Friedmann returned to Chicago as a research associate (assistant professor) in physiology in 1960 and began his studies of vitamin B12 and its role in bacterial nucleotide synthesis. In 1964 he was named an assistant professor of biochemistry. He was later promoted to associate professor.
He was consistently “one of the department’s best citizens,” said Donald Steiner, MS’56, MD’56, a former chair of biochemistry and molecular biology. “He gave more lectures than anyone else. He introduced undergraduates to biochemistry in a way that made it special.” He also initiated and ran the faculty seminar series.
In 1978, Friedmann was one of two UChicago faculty members awarded the Llewellyn John and Harriet Manchester Quantrell Award for Excellence in Undergraduate Teaching.

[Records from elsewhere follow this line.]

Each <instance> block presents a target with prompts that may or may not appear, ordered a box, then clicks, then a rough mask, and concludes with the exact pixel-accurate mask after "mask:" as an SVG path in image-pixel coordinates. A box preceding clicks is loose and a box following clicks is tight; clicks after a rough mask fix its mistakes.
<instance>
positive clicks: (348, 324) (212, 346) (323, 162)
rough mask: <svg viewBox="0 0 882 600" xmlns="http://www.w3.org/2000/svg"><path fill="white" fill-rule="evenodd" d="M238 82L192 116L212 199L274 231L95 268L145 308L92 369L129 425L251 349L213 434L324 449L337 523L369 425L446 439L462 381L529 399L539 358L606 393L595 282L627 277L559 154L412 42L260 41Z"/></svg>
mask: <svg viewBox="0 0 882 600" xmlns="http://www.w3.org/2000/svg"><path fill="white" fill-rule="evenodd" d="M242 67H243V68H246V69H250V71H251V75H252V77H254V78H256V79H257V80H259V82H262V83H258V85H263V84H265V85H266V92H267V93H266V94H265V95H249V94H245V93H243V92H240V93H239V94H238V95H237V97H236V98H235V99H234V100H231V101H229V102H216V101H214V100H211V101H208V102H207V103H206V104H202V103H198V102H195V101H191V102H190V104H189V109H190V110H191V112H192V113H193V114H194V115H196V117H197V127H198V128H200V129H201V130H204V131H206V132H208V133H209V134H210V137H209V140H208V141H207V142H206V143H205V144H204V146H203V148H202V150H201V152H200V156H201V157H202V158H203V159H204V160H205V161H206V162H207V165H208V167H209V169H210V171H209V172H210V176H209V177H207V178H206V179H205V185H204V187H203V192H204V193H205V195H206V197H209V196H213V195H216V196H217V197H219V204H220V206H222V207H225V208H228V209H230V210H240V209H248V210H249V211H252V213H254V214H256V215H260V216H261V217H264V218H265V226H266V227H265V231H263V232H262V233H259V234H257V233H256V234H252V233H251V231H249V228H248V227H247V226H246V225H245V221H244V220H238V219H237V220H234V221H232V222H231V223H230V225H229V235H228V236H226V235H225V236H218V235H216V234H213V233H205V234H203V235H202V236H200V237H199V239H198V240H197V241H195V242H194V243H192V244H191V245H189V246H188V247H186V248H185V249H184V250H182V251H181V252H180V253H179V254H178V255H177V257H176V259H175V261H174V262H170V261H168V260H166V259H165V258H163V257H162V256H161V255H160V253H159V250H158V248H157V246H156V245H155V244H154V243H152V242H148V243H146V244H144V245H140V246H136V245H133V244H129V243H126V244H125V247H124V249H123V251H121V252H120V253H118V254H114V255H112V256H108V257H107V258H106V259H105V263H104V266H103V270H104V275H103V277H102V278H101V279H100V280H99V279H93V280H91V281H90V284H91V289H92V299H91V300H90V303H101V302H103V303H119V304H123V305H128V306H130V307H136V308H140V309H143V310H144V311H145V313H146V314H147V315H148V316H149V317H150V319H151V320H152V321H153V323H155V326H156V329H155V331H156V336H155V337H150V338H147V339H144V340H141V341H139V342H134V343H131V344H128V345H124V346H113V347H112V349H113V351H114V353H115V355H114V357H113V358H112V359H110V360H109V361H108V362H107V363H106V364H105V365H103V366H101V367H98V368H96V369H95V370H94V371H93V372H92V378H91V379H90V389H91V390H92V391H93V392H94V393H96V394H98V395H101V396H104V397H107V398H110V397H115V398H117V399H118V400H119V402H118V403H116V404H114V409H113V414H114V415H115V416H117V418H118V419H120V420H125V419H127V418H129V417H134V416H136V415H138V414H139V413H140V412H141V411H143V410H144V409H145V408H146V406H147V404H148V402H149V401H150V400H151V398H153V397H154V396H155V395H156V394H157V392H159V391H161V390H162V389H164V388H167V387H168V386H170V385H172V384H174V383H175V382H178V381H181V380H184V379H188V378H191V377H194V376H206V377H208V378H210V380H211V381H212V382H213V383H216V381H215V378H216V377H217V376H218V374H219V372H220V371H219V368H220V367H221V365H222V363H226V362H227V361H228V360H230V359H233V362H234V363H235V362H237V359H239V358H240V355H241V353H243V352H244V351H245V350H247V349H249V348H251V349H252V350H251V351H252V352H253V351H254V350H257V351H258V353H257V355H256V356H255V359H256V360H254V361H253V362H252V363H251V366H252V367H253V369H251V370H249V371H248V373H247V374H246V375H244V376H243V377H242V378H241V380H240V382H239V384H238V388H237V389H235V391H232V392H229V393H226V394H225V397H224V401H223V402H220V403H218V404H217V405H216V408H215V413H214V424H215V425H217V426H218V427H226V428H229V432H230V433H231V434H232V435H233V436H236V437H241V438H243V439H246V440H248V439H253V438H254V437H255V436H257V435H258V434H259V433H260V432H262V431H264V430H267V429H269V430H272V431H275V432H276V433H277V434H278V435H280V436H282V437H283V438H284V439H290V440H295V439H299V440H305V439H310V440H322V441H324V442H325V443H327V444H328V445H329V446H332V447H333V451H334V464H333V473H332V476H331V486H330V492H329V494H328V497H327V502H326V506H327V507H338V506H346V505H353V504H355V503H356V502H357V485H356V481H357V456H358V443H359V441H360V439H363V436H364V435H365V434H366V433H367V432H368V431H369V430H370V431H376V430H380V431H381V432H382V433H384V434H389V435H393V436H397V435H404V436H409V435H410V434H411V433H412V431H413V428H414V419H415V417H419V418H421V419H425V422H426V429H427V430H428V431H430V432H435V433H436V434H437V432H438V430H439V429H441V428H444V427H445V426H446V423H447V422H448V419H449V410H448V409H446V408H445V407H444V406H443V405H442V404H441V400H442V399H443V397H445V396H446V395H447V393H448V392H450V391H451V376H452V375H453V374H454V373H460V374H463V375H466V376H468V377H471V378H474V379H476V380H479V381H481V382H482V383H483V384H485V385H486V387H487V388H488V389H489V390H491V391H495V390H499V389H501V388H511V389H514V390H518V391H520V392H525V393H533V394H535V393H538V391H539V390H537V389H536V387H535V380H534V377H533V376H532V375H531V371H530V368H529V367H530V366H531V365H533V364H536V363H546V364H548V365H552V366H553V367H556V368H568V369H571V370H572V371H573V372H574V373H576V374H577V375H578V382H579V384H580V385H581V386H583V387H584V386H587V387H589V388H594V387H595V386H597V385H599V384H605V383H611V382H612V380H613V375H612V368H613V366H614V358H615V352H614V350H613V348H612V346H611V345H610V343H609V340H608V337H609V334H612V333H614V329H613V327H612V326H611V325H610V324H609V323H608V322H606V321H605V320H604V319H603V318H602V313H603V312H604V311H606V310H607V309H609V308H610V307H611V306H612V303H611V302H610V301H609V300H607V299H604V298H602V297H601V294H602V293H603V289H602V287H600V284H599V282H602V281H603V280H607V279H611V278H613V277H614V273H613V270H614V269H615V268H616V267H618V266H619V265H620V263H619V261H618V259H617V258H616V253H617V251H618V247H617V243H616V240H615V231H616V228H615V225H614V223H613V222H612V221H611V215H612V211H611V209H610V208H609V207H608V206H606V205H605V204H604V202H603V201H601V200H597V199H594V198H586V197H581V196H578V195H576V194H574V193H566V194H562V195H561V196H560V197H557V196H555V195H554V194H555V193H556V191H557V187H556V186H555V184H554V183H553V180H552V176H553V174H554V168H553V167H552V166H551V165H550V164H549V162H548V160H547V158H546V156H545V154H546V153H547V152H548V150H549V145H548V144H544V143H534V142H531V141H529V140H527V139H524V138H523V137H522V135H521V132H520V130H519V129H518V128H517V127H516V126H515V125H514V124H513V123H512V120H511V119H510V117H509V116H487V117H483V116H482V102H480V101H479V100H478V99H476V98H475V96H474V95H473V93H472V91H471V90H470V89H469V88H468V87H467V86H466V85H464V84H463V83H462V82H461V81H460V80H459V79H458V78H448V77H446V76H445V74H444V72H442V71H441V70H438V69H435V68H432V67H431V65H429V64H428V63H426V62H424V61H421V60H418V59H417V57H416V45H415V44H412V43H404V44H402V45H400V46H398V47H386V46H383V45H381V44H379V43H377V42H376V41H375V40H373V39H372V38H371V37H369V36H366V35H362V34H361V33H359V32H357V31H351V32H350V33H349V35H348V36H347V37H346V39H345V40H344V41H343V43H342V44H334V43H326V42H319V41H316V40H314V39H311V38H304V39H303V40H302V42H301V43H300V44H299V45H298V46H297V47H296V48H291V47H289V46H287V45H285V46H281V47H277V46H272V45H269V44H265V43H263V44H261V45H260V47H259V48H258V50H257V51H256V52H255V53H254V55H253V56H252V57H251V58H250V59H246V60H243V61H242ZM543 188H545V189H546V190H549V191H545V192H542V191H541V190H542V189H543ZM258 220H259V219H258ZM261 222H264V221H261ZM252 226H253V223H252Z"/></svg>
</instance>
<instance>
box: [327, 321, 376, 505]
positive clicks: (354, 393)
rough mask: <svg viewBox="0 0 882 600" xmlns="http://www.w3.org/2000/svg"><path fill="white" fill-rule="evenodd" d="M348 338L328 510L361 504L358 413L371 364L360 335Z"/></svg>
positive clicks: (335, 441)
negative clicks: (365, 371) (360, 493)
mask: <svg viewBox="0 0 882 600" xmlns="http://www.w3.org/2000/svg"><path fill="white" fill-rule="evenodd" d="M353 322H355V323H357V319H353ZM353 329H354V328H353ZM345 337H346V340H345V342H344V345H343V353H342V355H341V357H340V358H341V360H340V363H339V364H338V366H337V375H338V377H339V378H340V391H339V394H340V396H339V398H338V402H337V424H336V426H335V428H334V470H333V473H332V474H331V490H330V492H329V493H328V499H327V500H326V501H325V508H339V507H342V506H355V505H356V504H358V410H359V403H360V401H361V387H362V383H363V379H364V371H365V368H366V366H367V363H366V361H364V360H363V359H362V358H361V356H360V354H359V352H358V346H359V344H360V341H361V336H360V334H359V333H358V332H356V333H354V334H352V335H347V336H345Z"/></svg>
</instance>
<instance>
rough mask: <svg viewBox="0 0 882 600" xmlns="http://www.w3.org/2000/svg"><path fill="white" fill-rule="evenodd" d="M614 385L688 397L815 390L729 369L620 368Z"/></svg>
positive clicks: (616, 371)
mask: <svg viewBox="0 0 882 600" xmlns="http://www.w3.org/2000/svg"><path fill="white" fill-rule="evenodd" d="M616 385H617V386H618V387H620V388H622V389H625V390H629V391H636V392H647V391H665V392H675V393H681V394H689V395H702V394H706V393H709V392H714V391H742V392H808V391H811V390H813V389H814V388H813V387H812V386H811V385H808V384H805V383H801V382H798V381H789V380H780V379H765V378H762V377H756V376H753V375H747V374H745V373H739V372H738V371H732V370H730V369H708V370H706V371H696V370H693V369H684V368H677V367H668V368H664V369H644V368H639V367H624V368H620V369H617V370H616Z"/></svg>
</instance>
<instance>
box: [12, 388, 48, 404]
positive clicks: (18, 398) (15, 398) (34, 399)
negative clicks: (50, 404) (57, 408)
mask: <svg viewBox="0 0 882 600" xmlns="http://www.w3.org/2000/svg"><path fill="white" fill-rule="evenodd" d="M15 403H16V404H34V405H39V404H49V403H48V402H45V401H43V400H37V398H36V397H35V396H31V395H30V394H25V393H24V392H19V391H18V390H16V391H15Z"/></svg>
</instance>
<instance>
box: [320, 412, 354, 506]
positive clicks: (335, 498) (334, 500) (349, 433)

Based on letters of nomination from students, the award is among the most treasured by faculty.
“He was unerringly kind and patient to his students, constantly reminding us of the heritage of the experimental sciences that we were studying, in which he had been a participant,” said Harvey Luksenburg, AB’73, MD’77. “For many of us, he was a lifelong friend, a raconteur, an authority on classical music, history and literature, and a gently ironic commentator on politics and academia.”
Student assessments of Friedmann remained favorable for his entire career. He retired in 2009, at the age of 82, but his last batch of reviews was glowing. “Professor Friedmann is approachable and friendly and the single-best science professor I have had as an undergraduate,” one student wrote. Another added: “Not only does the University of Chicago need more men like Professor Friedmann, but so does biology.” Such reviews are consistent with Friedmann’s 56 laws of good teaching: especially numbers 8, “Never give a lecture unless your knowledge far exceeds the content of the lecture,” and 34, “Always take your students as seriously as they take you.”
He is survived by his wife, Joan; their daughter, Elisabeth Pryor, and her husband Patrick; and two grandchildren, Eric, U High’13, and Amalia, MSW’11. A memorial service on campus is being planned.